Mr. Podhoretz, in short, is engaging in what my relatives call crazy talk. Yet he is being treated with respect by the front-runner for the G.O.P. nomination. And Mr. Podhoretz’s rants are, if anything, saner than some of what we’ve been hearing from some of Mr. Giuliani’s rivals.
It's interesting that Krugman completely dismisses the terminology of Islamofascism. Christopher Hitchens noted in his Slate column last week that Islamofascist terminology has been used widely to discuss Islam's totalitarian tendencies. Hitchens cited Malise Ruthven as the first to use the term in the 1990s, and Ruthven's current piece over at the New York Review discredits the notion that Islam is a "religion of peace."
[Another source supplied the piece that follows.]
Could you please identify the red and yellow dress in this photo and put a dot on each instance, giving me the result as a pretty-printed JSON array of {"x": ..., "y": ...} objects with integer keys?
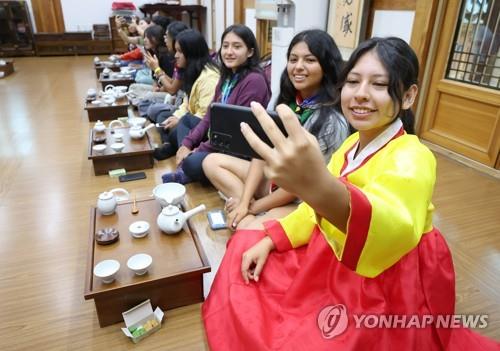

But Krugman doesn't have time to sort through genuine scholarly controversies over Islam. His project is to debunk an American foreign policy of firmness, especially of the neoconservative kind. (Krugman's not alone: Fareed Zakaria, a genuine scholar of international relations,
also took the administration to task for its warnings of an impending WWIII over Iranian nukes).

Note how Krugman's careful to hedge his argument by suggesting, sure, Islamist terrorism is a real threat, but not as bad a threat as the Bush administration's fear-mongering (and note as well Krugman's omission of any mention of Hillary Clinton, who, despite her disastrous flip-flopping on national security, clearly recognizes the gravity of the terrorist threat).

That's simple, and hypocritical.

But let's be clear: Norman Podhoretz has the temerity to state openly what many people know full well: The international sanctions regime against Iranian nuclear development
has run its course, failing to prevent Iran's eventual establishment of strategic capability. A military strike may be the only course of action that fully decapitates Iran's potential to back its goals for Shiite domination of the Middle East with nuclear weapons.

As I've noted before,
Krugman's an economist by training. But he's obviously having fun with his gig as a New York Times columnist, and he certainly feeds the cravings among the crackpot, hard-left surrender forces for ideological denunciations of any and all things neoconservative.